Taking Care of Your Mental Health While Abroad

By: Rebekah Powell

Moving to and living in a new country comes with its fair share of challenges. The drastic changes that come with studying abroad can affect your emotions greatly. While you may get busy traveling on the weekends, exploring your city, and studying, it is important to continue to take care of your mental health. Despite American laws and regulations preventing many mental healthcare providers from treating clients abroad, there are plenty of local resources provided by CIEE to take care of your mental health.

First, it is important to know that a lot of the emotions you may go through are the same emotions that your peers are going through and that people before you have experienced too. Understanding what to expect when it comes to feelings and emotions during different phases of your study abroad experience is helpful in processing and coping with these emotions. I would also like to mention that the process I am about to describe is NOT universal. While it is common, everyone experiences things differently and it is ok if your emotions do not perfectly align with this process – I know mine sure didn’t! Because of this I will also share my own personal experience regarding emotions and mental health. 

What to expect:

During the first week or so you may feel the initial high of living in a new environment and exploring all sorts of different foods, places, and activities. After a while, it is normal to feel frustrated as cultural differences become more apparent, especially with language barriers. You may then start to feel the initial low characterized by homesickness, sadness, and sometimes depression. As time goes on, however, many people work their way through these challenges and out of this low. 

While I did experience a couple of these points, my emotional process looked a little bit different.

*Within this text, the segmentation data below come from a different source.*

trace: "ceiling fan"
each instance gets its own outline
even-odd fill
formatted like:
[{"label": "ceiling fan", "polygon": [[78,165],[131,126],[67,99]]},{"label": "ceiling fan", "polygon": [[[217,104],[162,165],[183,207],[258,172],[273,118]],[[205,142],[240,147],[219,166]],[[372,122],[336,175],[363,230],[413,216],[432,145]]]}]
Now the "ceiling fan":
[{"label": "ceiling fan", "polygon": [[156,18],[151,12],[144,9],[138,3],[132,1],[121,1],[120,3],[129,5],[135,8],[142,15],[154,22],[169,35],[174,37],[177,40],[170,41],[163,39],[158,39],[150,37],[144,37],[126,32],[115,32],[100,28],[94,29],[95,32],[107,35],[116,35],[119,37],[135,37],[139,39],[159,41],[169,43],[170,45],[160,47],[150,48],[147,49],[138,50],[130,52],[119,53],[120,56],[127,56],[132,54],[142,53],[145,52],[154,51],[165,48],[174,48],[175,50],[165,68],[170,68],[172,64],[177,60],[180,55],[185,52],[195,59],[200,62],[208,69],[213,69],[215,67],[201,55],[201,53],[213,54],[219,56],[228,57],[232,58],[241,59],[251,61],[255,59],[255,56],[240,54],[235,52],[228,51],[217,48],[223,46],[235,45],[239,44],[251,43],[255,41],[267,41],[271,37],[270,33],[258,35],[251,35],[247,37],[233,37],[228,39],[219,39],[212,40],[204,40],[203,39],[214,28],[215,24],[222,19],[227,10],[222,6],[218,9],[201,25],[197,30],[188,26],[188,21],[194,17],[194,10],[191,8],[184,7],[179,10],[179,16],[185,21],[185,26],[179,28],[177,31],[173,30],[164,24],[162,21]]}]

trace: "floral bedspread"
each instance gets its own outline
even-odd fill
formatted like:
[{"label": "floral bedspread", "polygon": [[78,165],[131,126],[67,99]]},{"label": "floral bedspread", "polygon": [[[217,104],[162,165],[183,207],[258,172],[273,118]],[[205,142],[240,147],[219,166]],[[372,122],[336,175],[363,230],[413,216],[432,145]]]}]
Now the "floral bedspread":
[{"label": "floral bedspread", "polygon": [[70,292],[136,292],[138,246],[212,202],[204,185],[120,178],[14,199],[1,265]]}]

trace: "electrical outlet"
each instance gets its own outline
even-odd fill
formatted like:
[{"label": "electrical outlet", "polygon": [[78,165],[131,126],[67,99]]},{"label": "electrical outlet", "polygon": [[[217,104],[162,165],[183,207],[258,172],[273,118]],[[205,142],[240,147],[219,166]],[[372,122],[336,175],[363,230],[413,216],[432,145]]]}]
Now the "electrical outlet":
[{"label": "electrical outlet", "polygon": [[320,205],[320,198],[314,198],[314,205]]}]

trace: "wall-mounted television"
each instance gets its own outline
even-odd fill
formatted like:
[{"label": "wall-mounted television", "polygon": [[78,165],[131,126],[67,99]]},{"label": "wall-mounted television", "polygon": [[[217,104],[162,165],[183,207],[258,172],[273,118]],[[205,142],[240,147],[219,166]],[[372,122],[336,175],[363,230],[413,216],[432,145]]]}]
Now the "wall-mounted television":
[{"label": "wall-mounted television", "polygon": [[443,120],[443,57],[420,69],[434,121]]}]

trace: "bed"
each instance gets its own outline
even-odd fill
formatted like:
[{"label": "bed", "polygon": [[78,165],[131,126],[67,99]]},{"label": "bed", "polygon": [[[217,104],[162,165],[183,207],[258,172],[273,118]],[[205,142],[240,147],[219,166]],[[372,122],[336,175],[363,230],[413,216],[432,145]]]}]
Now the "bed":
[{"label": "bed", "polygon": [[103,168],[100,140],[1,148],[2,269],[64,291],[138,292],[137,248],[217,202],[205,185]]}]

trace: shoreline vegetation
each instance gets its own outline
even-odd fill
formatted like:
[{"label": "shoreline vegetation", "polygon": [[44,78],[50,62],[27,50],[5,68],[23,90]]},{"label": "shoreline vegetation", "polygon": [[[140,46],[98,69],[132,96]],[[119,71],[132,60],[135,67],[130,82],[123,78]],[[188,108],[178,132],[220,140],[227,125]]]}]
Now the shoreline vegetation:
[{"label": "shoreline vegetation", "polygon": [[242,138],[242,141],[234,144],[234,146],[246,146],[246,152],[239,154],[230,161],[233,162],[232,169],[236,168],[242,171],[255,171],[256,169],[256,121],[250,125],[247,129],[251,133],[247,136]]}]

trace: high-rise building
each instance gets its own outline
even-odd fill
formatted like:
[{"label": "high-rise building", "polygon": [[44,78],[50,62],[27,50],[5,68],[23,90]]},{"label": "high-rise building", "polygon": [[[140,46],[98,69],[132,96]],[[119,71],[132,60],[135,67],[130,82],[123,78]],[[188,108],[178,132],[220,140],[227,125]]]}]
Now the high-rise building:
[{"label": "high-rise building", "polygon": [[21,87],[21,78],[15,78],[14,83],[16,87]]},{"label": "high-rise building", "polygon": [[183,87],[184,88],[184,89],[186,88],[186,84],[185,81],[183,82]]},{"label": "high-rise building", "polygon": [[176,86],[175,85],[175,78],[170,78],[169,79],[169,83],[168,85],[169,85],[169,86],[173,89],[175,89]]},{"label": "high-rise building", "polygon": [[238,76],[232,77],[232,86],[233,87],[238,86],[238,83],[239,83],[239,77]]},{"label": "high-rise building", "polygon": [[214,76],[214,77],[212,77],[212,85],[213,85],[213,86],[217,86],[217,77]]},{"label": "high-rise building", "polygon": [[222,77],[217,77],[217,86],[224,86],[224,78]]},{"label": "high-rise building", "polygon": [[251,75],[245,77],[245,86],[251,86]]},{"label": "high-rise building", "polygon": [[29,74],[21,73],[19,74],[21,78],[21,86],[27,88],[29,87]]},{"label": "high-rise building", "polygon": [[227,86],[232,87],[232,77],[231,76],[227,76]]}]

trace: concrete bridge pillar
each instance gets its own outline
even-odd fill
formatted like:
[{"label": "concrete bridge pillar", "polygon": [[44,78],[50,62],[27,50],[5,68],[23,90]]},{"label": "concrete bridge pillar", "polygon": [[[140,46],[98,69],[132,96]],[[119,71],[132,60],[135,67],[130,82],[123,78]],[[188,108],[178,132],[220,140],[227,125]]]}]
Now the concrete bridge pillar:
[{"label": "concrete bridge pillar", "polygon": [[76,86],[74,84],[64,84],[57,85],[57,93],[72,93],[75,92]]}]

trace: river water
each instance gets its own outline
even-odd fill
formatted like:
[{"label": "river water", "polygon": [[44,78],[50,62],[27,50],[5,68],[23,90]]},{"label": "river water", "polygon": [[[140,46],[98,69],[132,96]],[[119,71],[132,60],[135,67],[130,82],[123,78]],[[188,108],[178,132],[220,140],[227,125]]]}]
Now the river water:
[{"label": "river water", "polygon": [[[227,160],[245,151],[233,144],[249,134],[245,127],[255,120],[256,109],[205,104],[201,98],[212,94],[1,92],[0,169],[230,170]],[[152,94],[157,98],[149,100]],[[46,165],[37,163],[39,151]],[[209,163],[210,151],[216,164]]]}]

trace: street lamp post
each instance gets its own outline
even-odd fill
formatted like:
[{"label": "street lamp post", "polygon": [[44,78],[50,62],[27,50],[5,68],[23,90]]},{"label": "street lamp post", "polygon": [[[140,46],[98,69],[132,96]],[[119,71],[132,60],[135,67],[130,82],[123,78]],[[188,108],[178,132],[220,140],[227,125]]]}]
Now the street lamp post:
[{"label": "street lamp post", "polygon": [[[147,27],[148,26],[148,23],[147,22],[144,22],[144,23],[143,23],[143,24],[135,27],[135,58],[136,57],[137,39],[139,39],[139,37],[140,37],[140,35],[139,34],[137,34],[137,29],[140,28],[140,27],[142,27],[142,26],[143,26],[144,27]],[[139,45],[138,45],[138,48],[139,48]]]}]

I did not experience the initial high. I was sad, homesick, scared, and stressed right off the bat. I immediately wanted to go home and started to convince myself that my feelings were invalid and I should be feeling the same excitement that all of my peers seemed to be experiencing. I stressed myself out about making friends because it felt like people had already found their own groups. (If you’re catching on, the first couple of weeks are basically freshman year all over again). Slowly but surely, I began to find my friends and become more comfortable in this new environment. 

Taking care of yourself:

You may go through many ups and downs throughout the semester as you deal with traveling, schoolwork, socializing, etc. It is important to make sure that you get plenty of sleep! It may seem like there simply isn’t enough time in the day to do everything you want and still get a good 8 hours. I found it helpful to take a couple weekends off from traveling to rest and reset. Secondly, make sure you are staying active. It should be fairly easy in a new city as you may do a lot more walking than normal. If you can find the time, go for a run or try out a gym or workout class near you. Exercise is a great way to boost your mood. If you tend to get more down during the winter months, I highly recommend a light therapy lamp and vitamin D. Try to get as much sunlight as you can!

While these are a few things you can do on your own, CIEE also offers some great resources when it comes to taking care of your mental health. CIEE offers referrals to several counselors and therapists with different specialties. Here in Prague, CIEE provides referrals to both Czech and American mental health professionals. Along with this, CIEE offers weekly excursions and activities to help you stay connected with your fellow classmates and explore different hobbies. Lastly, I highly recommend reaching out to a trusted professor or staff member. They are here to help you along this journey in any way that you may need!